Parker House, named for Aunt Gigi, was in the most need of tender, loving care. The porch had collapsed, the floor slumped, the building was off its foundation and interior walls were “kind of hanging together,” describes Henry. “It was a little scary.” Porcupines loved it. But . . . Henry is quick to point out the quality of the original construction in this and other buildings. Eight buildings have survived the test of time, including the main lodge, trading post, a couple of cabins by the water and the tiniest cabin, Statler, which stands sentry on the camp road.

Since last autumn, Henry, aided by George Erikson, has worked to restore three buildings initially. They’ve also built a new bathhouse on the site of the former washroom. Inspired by a photograph showing campers brushing their teeth at a trough, Astrea designed a common room inside the bathhouse. The end result is modern and practical and the craftsmanship of the building is in keeping with the period, right down to a wooden quilt pattern on a wall Henry made from bead board endpieces. “In the 1930s they didn’t waste anything,” says this self-described history nut. As they fix up the buildings, the plan is to retain as much “campiness” as possible, including hand written comments such as “I want to go home” on cabin walls.

Astrea visits once a month to check on the progress of this renovation journey. She, Henry, George and his wife Christine, lunch together while they discuss plans. Christine says, “It’s a real creative collaboration where even if an idea isn’t fully formed everyone is open to hearing it. This results in some interesting solutions and usually a few laughs too!” Astrea adds, “The trio of Henry with his craftsmanship and vision, George with his intense creativity mixed with practicality and Christine with her good sense and communication skills is absolutely perfect for our purposes.”

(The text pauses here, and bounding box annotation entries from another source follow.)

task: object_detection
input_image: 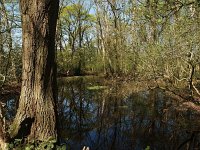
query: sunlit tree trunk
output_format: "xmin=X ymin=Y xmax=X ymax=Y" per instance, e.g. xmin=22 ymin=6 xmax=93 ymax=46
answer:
xmin=10 ymin=0 xmax=59 ymax=141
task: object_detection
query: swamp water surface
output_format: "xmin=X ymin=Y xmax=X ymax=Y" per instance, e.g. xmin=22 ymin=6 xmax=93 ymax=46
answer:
xmin=2 ymin=78 xmax=200 ymax=150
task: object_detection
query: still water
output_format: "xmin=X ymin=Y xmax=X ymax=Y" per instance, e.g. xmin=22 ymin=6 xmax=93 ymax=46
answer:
xmin=2 ymin=77 xmax=200 ymax=150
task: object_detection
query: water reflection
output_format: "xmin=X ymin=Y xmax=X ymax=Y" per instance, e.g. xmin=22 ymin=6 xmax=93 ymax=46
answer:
xmin=58 ymin=79 xmax=200 ymax=150
xmin=0 ymin=78 xmax=200 ymax=150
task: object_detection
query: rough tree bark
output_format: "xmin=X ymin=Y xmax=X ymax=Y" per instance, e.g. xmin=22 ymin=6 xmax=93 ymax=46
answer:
xmin=10 ymin=0 xmax=59 ymax=141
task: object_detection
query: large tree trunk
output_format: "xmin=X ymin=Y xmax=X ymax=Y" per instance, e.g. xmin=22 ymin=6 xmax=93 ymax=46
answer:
xmin=10 ymin=0 xmax=59 ymax=141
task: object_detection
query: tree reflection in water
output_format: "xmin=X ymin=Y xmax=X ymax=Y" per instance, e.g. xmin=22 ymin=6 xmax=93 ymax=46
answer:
xmin=0 ymin=78 xmax=200 ymax=150
xmin=58 ymin=78 xmax=200 ymax=150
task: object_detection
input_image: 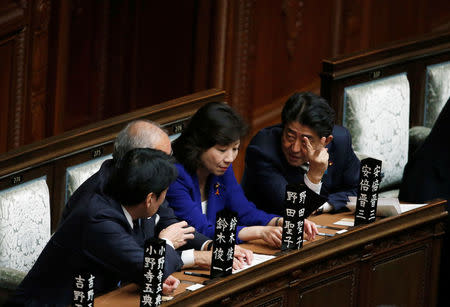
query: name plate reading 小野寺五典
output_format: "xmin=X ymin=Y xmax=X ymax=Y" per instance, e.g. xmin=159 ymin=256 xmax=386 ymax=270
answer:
xmin=281 ymin=184 xmax=307 ymax=250
xmin=211 ymin=209 xmax=237 ymax=278
xmin=72 ymin=272 xmax=95 ymax=307
xmin=355 ymin=158 xmax=381 ymax=226
xmin=140 ymin=238 xmax=166 ymax=307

There’s much to do, but they find saving this historic camp doable.“This is definitely . . .” Astrea’s voice trails off while she looks around the cabins that will soon be her summer home and takes in the lay of the land as it slopes toward Sand Pond, “ . . . definitely a lucky find.”

Following the tradition from the Cobb years, at the end of the Wyonegonic season, candles reflect on Moose Pond as campers and counselors make silent wishes that express the camp spirit. This summer the spirit of Camp Blazing Trail will also shine through on Sand Pond as its energy is revived. While Wyonegonic has withstood the test of time because of the values it honors, Camp Blazing Trail is still standing because of the people who value what it was.